O documento parte do princípio de que precisamos mobilizar nossos esforços para construir um “futuro melhor”, engendrando iniciativas para compreender e intervir em cenários de pobreza multidimensional. A pobreza torna vulnerável a garantia dos direitos da infância e leva-nos a refletir sobre que vida digna é possível de ser construída com menos de 3 dólares por dia. De acordo com o informe da Unicef, as crianças e os adolescentes têm “o dobro de probabilidades que os adultos de viverem na pobreza extrema”, acrescentando-se também uma repercussão em seu bem-estar, em suas oportunidades de desenvolvimento e nas variadas privações graves.

Com relação às privações graves, o documento permite-nos elencar diversos componentes da pobreza, como a nutrição, a moradia, a água, o saneamento, a educação e a saúde. Pensar a pobreza em sua multidimensionalidade permite ainda um olhar atento às diferenças de faixa etária, de contexto socioeconômico, de raça e gênero, de pessoas com deficiência e também migrações e populações em deslocamento. O documento da Unicef desafia os Estados a posicionar o enfrentamento da pobreza na infância e na adolescência como um imperativo fundamental, seja pela via das políticas econômicas e fiscais, seja pelo caminho das garantias de proteção social e serviços públicos de qualidade.

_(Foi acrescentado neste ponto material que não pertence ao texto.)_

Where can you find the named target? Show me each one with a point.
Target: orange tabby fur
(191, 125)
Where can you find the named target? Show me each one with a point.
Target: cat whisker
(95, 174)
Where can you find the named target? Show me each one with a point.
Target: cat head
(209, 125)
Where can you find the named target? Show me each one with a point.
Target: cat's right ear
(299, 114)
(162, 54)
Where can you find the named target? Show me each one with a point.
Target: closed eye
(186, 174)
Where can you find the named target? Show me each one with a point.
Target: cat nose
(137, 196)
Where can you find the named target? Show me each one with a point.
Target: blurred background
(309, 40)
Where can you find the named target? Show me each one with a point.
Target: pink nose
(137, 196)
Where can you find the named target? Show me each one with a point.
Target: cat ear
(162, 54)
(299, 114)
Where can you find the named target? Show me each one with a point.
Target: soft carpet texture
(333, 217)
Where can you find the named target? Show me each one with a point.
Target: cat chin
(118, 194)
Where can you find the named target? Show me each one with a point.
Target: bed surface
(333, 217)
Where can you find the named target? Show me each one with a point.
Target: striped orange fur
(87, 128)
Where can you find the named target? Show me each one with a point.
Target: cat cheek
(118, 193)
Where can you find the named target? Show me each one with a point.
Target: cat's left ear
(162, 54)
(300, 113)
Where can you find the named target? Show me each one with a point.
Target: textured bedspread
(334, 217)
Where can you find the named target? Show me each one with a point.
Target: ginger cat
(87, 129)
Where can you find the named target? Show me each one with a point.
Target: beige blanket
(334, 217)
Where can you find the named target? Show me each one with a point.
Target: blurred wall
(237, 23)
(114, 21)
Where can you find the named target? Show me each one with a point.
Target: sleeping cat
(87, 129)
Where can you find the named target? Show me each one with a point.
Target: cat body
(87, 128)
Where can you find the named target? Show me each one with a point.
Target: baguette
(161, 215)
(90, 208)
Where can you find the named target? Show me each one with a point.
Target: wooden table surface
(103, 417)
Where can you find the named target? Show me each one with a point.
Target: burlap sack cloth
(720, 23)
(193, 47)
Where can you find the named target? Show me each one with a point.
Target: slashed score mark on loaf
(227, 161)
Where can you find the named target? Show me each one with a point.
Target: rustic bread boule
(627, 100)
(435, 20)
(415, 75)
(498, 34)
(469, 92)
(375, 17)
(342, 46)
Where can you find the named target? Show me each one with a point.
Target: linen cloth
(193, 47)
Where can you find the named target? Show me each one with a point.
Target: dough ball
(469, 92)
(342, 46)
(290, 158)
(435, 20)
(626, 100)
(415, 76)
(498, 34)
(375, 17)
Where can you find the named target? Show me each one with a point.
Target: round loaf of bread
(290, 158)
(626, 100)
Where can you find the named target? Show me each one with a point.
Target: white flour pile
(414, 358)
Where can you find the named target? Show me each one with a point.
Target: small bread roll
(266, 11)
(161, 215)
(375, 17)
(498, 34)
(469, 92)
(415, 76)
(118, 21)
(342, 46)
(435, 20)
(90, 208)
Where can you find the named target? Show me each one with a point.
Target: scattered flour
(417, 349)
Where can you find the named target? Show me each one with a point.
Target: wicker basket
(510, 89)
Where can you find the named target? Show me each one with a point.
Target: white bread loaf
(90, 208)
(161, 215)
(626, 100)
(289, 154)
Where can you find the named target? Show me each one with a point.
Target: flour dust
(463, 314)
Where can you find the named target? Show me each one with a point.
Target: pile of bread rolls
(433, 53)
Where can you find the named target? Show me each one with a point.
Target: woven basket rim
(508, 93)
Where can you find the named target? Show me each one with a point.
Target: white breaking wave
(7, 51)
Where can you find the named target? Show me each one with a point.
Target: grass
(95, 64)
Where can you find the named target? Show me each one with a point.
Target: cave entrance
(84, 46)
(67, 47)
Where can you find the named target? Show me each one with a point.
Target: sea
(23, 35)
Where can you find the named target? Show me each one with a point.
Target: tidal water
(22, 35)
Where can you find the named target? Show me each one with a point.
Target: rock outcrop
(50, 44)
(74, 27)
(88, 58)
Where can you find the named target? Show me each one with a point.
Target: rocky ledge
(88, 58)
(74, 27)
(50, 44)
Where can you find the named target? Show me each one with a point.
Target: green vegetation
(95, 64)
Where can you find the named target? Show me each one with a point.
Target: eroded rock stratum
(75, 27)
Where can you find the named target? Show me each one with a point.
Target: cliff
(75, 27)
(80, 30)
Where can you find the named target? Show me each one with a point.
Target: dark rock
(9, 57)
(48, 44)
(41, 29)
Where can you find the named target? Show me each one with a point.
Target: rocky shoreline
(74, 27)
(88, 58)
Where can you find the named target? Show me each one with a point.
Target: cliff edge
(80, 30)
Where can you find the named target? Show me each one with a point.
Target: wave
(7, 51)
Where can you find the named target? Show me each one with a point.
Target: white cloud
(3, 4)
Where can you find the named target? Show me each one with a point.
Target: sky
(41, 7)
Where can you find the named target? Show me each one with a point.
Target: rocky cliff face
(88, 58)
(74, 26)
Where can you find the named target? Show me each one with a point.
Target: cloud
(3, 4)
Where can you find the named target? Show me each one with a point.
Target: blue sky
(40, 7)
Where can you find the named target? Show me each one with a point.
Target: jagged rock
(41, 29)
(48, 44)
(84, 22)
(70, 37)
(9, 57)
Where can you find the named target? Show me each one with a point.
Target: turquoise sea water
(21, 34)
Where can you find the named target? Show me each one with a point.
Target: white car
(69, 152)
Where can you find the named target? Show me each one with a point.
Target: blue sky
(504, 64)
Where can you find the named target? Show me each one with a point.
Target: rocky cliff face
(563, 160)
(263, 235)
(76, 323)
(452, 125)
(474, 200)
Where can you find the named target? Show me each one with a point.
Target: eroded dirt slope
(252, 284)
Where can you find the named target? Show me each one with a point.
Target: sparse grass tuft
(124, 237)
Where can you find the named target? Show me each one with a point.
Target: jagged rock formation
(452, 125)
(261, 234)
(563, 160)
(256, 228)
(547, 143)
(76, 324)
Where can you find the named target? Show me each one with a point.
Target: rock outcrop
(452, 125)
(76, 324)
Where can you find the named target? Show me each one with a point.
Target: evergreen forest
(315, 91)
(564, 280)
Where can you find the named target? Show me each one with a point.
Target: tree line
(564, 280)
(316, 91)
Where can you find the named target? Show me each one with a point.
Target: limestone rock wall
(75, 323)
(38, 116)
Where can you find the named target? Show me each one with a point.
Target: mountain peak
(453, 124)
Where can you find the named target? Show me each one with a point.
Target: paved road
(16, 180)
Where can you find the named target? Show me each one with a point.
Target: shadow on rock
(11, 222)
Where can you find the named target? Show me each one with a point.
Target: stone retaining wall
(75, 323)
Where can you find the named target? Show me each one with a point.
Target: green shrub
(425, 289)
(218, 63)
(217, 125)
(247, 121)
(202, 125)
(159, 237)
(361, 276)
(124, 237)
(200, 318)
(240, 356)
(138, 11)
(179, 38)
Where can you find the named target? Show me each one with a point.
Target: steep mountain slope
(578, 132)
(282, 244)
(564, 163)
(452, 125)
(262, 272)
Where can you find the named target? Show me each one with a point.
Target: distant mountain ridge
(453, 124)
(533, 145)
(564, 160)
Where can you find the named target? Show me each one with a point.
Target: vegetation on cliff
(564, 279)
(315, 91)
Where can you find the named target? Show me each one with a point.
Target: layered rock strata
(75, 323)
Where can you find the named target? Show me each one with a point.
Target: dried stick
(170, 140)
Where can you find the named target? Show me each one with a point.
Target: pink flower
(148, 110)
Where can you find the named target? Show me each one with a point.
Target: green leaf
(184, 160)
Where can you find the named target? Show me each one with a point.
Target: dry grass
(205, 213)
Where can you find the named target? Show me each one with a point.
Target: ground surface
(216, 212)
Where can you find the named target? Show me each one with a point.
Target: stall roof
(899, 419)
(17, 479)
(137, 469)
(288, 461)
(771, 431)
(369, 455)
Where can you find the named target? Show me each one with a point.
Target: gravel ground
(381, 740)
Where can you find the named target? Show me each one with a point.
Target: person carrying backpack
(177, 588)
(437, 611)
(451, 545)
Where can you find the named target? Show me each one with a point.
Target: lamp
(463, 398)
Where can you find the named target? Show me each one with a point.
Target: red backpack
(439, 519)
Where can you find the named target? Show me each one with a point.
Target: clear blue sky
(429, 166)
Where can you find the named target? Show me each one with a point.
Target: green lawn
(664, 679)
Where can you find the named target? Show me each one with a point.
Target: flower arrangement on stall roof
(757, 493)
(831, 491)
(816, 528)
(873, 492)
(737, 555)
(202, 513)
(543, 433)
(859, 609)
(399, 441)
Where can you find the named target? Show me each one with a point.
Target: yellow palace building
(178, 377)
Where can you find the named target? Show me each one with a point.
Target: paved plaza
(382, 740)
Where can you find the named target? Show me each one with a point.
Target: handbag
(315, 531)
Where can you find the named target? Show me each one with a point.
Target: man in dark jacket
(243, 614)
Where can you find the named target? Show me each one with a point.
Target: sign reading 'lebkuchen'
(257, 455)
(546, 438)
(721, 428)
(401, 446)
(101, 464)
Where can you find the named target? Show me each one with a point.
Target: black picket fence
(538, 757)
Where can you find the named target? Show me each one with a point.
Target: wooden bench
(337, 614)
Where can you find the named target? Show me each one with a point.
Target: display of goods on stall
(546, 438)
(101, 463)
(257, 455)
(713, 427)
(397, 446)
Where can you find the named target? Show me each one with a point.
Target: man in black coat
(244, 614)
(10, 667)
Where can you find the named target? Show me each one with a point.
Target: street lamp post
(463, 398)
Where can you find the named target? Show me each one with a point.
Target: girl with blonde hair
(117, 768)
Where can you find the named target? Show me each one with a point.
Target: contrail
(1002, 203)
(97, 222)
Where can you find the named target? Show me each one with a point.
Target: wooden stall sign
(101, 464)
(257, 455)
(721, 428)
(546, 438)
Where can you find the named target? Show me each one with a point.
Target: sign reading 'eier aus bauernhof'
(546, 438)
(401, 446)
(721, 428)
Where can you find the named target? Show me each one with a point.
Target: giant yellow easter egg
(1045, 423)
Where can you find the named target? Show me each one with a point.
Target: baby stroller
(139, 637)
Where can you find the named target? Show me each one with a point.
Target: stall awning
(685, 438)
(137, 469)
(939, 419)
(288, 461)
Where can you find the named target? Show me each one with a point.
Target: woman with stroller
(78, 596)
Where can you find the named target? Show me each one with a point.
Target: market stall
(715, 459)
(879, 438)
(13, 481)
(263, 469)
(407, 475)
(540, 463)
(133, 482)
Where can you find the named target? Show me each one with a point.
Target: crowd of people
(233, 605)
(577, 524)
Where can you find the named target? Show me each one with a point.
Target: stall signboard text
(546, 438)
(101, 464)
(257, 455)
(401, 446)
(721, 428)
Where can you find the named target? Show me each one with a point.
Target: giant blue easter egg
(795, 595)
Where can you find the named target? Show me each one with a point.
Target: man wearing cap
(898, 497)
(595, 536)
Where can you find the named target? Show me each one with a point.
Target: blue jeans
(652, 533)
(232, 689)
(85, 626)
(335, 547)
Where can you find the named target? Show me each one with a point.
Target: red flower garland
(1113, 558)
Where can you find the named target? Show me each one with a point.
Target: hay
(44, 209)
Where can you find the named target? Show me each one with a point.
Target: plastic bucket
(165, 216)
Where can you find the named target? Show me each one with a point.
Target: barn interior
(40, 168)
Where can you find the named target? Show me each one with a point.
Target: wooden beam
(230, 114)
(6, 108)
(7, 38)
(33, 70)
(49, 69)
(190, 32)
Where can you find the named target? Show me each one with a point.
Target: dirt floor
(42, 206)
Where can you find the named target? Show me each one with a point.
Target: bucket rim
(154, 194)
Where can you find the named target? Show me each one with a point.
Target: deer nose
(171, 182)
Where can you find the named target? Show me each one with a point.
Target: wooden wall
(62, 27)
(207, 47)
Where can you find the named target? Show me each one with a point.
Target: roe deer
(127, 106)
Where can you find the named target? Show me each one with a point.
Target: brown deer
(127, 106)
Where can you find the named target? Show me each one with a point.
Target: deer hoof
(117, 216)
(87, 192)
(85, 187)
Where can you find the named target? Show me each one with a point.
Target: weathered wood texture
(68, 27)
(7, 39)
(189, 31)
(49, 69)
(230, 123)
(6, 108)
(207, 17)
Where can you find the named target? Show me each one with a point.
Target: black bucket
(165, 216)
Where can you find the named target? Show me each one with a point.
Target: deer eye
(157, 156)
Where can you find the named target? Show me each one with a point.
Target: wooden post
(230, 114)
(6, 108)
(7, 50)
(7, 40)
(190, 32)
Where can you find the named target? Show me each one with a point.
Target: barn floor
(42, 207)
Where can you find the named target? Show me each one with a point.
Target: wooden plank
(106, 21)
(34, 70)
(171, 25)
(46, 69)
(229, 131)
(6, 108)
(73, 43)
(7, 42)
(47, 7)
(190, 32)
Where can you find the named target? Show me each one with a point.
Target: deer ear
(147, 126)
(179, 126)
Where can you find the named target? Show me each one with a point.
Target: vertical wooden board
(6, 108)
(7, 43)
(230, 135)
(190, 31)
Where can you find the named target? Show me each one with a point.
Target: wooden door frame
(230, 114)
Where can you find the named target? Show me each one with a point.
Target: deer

Entretanto, para a continuidade argumentativa deste texto, precisamos deslocar o olhar para um conceito fundamental no âmbito das políticas de infância e adolescência: a dignidade. Com Marta Nussbaum, compreendemos que existem muitas modalidades de expressão da dignidade e que cada uma delas, de modo distinto, merece nossa consideração e reclama um tratamento justo. Porém, vale a pena destacar um argumento ampliado que emerge da tessitura do texto da filósofa: para garantir o respeito dos outros não precisamos ser produtivos, nem mesmo manifestar nossa racionalidade para que a dignidade seja garantida.

Não somos obrigados a ser produtivos para ganharmos o respeito dos outros. Temos o direito ao respeito em função da dignidade mesma de nossas necessidades humanas. A sociedade se une em função de um amplo campo de afetos e compromissos, somente alguns dos quais dizem respeito à produtividade. A produtividade é necessária, e mesmo boa, mas não é um fim principal da vida social (Nussbaum, 2014, p. 197).

Construir políticas destinadas a crianças e adolescentes, com foco em sua dignidade, ultrapassa lógicas racionalistas e produtivistas. Queremos afirmar que a garantia da proteção social e o atendimento das necessidades humanas é uma questão de dignidade. Essa questão leva-nos a considerar o recente diálogo entre o filósofo Michael Sandel e o economista Thomas Piketty (2025) em que propõem uma retomada da dignidade enquanto um conceito fundamental para o pensamento progressista. Ainda que pareça uma solução universalista, o futuro da esquerda – na percepção dos autores – passaria por uma reconsideração da possibilidade política da igualdade, entendida não somente no âmbito da redistribuição de renda, mas também na reelaboração subjetiva da dignidade.

Quando escolhemos iniciar este texto recuperando aspectos do relatório “Situação Mundial das Crianças – 2025”, publicado pela Unicef, nossa intenção estava em resgatar no debate progressista uma agenda fundamental: a questão da dignidade. Notadamente no âmbito das políticas de infância e adolescência, o contemporâneo demanda novos conceitos ou mesmo uma releitura de elaborações clássicas, como a dignidade. A possibilidade de redescrever a sociedade em função de afetos e compromissos compartilhados, tal como aprendemos com Nussbaum, instaura o compromisso com novos agenciamentos políticos. Caso a esquerda contemporânea ainda aposte na igualdade como fundamento, precisamos defender políticas orientadas, simultaneamente, para a redistribuição econômica e a reelaboração subjetiva da dignidade. Este parece ser um caminho promissor e incontornável para as políticas com foco em crianças e adolescentes!

Referências:


NUSSBAUM, Martha. Fronteiras da justiça. São Paulo: Martins Fontes, 2013.

PIKETTY, Thomas; SANDEL, Michael. Igualdade: significado e importância. Rio de Janeiro: Civilização Brasileira, 2025.